Competency and Motivation - Part 8
During this past year, we reviewed briefly Dr. Carol Dweck’s popular new book Mindsets: The New Psychology of Success. The book’s theme focuses on the growth mindset and how to teach children to view opportunity, achievement, and success as things that are within their own control. The book explains that a history of one’s accomplishments is related more closely to the attitude and effort of personal achievement ethics, than it is to factors outside of one’s control – heredity, environment, chance.

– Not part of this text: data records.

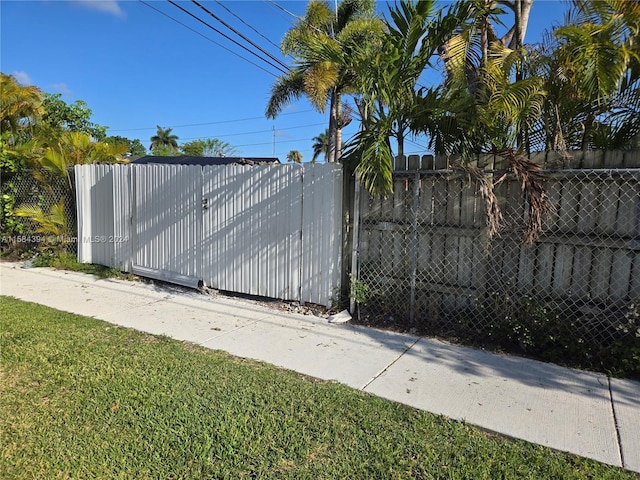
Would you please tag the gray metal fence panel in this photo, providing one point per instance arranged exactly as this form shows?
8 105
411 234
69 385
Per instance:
167 223
103 211
252 229
322 232
272 231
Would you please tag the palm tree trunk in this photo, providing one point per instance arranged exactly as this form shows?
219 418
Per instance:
332 150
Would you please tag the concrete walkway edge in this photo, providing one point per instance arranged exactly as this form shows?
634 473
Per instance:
585 413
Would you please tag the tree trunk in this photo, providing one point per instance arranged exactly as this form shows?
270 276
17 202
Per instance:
332 149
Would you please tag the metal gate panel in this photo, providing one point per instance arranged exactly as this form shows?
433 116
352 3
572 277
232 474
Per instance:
167 223
104 215
252 229
321 232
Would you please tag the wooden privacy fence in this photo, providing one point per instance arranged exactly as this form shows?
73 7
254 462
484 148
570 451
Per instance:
425 259
273 231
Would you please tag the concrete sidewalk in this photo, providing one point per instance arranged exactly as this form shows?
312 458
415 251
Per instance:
580 412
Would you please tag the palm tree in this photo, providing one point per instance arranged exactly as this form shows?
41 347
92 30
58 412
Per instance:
20 105
164 138
320 145
319 78
591 69
387 73
294 156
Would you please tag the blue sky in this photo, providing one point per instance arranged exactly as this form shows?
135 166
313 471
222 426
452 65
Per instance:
137 68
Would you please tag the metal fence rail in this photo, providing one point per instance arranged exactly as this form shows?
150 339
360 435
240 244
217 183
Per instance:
426 262
43 190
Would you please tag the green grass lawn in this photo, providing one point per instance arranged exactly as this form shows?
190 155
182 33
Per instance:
81 398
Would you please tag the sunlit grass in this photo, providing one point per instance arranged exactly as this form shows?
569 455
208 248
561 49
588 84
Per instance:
81 398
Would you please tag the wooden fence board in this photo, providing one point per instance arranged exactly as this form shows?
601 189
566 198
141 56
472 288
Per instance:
587 250
588 206
526 268
544 267
621 264
562 269
608 208
581 272
568 206
425 209
627 223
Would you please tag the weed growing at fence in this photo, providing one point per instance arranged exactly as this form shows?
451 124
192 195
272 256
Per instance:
67 261
84 399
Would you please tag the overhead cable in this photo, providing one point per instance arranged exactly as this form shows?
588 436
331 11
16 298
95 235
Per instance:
245 38
277 67
207 38
207 123
245 23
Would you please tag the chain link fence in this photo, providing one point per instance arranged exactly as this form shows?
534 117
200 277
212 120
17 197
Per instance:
427 263
52 198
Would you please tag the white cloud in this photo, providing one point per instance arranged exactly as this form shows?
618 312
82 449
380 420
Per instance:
106 6
22 78
61 88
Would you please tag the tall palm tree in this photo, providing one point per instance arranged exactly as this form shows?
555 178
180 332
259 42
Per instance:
20 104
387 74
294 156
322 80
320 145
591 68
164 138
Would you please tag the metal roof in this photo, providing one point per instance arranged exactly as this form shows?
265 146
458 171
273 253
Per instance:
203 161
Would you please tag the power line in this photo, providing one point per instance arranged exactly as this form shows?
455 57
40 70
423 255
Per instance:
207 38
223 135
245 23
206 123
285 10
245 38
277 67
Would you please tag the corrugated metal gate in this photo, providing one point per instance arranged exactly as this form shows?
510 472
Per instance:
272 231
166 229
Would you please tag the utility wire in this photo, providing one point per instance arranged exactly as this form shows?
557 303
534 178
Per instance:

I believe a growth mindset is particularly important amidst cultural pressures and tendencies that allow children to become victims of their circumstances and to blame people and places for their own hardship, failure, and disappointment. The theme is played out nightly in the news. You can hear it from children, young adults, and often parents, who are looking to avoid personal struggles or responsibility. Dweck would categorize this outlook on life as the result of a fixed mindset, a mindset that says. “Without the right environment, or people, or money, I am powerless, a victim of my circumstances, a prisoner of my personal history.”

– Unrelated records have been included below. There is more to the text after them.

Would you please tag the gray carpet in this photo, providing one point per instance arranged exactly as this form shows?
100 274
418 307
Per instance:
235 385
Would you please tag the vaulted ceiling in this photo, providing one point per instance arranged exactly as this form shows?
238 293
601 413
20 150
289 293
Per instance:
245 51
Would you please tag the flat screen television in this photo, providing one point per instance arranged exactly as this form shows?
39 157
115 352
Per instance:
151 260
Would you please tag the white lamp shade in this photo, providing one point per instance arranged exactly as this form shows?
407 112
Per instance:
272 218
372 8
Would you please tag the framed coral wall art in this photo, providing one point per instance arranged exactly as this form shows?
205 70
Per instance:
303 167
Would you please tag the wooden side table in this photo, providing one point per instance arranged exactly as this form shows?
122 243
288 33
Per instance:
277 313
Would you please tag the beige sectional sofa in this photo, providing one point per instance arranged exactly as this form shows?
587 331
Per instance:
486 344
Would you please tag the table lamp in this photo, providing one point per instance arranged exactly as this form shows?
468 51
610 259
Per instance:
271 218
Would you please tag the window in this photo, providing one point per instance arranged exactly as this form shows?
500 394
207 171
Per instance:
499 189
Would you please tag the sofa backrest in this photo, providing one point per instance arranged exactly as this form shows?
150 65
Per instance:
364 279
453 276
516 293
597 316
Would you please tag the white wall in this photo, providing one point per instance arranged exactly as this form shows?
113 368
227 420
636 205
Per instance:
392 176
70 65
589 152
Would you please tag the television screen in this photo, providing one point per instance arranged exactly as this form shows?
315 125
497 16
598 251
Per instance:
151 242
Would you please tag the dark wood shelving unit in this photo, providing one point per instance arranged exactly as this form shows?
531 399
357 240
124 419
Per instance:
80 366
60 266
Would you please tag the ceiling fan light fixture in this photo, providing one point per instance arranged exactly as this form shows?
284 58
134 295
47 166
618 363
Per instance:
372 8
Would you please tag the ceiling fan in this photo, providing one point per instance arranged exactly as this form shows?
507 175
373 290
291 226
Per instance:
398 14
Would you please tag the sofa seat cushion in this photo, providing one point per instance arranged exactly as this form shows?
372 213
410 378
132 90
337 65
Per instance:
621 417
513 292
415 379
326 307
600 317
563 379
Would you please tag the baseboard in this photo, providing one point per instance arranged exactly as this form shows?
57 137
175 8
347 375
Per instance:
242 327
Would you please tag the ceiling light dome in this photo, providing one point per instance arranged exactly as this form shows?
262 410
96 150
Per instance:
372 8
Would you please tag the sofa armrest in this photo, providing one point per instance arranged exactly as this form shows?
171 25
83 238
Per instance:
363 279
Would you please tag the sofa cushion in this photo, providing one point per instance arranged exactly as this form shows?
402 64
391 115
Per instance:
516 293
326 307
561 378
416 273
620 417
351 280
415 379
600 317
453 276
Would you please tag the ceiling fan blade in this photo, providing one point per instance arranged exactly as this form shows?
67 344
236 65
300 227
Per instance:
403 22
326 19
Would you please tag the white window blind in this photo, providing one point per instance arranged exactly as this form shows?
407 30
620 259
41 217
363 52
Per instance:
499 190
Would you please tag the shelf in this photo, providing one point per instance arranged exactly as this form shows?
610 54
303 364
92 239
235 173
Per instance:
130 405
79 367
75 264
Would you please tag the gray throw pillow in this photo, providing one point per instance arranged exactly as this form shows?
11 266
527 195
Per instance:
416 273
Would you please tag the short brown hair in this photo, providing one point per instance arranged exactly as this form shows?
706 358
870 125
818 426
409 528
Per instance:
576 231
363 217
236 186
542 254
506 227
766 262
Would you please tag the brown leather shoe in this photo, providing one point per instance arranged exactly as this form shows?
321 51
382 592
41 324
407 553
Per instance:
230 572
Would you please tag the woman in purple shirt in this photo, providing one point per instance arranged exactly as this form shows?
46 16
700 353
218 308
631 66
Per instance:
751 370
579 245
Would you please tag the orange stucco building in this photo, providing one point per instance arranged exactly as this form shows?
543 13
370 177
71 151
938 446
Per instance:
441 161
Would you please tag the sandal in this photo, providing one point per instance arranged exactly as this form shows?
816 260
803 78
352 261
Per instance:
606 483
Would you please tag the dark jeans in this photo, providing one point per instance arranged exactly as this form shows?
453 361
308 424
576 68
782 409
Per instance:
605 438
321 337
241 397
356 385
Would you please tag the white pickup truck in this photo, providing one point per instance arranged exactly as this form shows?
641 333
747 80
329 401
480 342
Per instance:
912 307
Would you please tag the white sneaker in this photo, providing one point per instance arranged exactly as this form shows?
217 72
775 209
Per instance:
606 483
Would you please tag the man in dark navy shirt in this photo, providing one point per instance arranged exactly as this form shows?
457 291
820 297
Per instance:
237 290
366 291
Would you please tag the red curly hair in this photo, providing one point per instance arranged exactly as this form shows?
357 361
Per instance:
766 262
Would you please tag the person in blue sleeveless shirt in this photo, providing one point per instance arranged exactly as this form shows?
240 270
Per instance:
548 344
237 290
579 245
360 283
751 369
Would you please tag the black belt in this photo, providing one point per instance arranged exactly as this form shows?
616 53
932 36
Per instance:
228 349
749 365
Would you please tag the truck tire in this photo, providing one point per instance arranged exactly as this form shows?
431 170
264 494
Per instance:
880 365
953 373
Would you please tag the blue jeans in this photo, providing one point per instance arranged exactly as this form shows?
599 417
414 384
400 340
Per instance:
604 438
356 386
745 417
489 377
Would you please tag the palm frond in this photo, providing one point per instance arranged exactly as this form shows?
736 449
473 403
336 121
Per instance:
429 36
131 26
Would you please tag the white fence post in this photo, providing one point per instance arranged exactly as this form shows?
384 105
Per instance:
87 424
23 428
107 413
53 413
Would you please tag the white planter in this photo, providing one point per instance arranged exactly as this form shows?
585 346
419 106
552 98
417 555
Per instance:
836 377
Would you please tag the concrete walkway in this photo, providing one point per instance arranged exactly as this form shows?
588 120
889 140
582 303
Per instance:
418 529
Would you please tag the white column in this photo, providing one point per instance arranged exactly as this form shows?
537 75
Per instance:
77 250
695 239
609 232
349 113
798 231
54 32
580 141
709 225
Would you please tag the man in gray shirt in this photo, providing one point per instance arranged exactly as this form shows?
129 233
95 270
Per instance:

My observation during my 30+ years in education is that this attitude seems to be gaining more and more traction among our youth. If young people aren’t careful, this thinking can create a form of 21st century slavery, a bondage to the assumption that we are powerless until someone or some program gives us what we want. To counter this general trend it’s important that we teach our children the attitudes and habits of the growth mindset. We should help them emulate the attitudes and work ethic of the wonderful success stories that surround us.

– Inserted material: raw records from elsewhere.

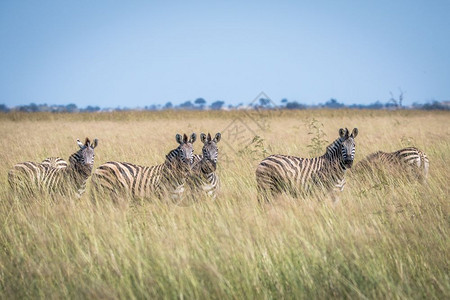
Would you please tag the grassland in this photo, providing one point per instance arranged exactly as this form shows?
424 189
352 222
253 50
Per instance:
387 237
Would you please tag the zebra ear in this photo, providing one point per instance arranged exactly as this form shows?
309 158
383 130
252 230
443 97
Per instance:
95 143
193 138
203 137
179 139
217 137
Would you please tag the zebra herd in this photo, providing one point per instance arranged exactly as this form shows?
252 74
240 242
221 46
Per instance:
184 172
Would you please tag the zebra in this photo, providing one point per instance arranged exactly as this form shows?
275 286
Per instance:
294 175
410 161
54 162
127 179
204 176
31 177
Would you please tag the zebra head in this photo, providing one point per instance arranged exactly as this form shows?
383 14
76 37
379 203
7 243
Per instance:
348 146
186 150
210 151
84 158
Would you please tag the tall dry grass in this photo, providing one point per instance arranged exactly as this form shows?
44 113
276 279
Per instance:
387 237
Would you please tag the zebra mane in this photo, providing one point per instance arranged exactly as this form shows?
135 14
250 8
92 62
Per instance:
334 146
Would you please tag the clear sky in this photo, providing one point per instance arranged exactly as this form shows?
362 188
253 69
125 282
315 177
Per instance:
137 53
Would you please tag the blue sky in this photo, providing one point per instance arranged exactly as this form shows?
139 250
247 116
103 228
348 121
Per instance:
137 53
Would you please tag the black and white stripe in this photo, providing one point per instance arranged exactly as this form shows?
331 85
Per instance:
127 179
50 177
204 177
294 175
410 161
54 162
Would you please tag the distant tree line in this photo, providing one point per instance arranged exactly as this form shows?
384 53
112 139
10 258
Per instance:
260 104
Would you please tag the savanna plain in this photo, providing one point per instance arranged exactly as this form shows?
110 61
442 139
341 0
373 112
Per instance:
387 237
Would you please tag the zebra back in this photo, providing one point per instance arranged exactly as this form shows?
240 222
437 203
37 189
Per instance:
408 160
135 181
295 175
31 177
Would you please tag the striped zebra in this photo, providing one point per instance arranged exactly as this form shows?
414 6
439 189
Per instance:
54 162
294 175
31 177
410 161
204 177
127 179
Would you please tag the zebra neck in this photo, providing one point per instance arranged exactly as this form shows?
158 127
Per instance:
207 167
172 155
77 172
334 156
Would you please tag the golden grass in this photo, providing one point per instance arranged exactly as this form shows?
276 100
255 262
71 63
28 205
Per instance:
387 237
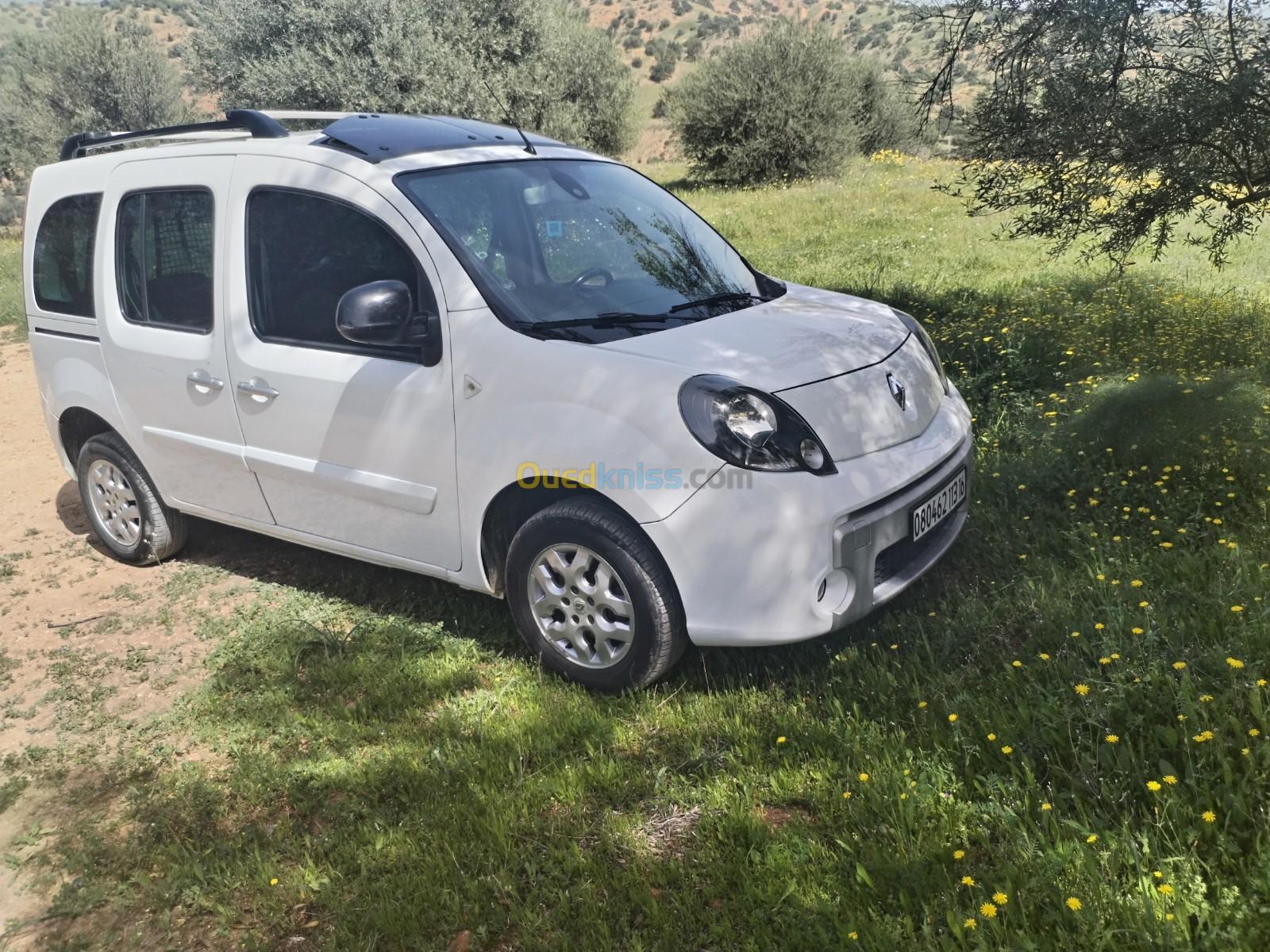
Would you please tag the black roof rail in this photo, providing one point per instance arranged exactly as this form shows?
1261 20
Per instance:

Like the story of Melinda, a teenage girl I met 20 years ago. She was attending Case Western Reserve University on a full scholarship, yet she had been educated in one of Cleveland’s poorest performing schools. I asked her, “How did you do it? Why didn’t you drop out like so many other girls from your neighborhood? Why weren’t you overwhelmed by the debilitating circumstances surrounding you?” She gave me a knowing smirk and said, “My Mom woulda’ killed me!” She went on to explain that her mother accepted no excuses for poor academic performance. When Melinda griped about poor teachers, her mother shot back, “How does a poor teacher keep you from studying or getting help from tutors?” If Melinda complained that the other students didn’t care about school and teased her when she took school seriously, Momma shot back without mercy, “They are losers. Do you think they have any kind of meaningful future? Do you think their opinions mean anything or have any other purpose except to tear you down and make you like them?” Melinda looked up at me and said, “Momma usually won the arguments . . . and here I am today.”
A recurring theme in my middle school classes is “take charge.” I often ask my students, “What are your goals? What challenges are before you? Are you facing problems that need to be resolved?” Then I show them how to “attack,” how to get the bottom of these issues and forge a strategy to move forward. From my experience, young people love this kind of talk. They are inspired and ready to work. They want to assume control of their lives. With encouragement and support from those who love them, they are completely capable of taking charge. We just need to show them how.
If we help our children see our great country as a field of opportunity, they can, through effort and struggle, reach their highest ambitions. But if they are guided by self-indulgent cultural trends, our young people will find themselves in a swampy marsh, unable to move and a target of predators.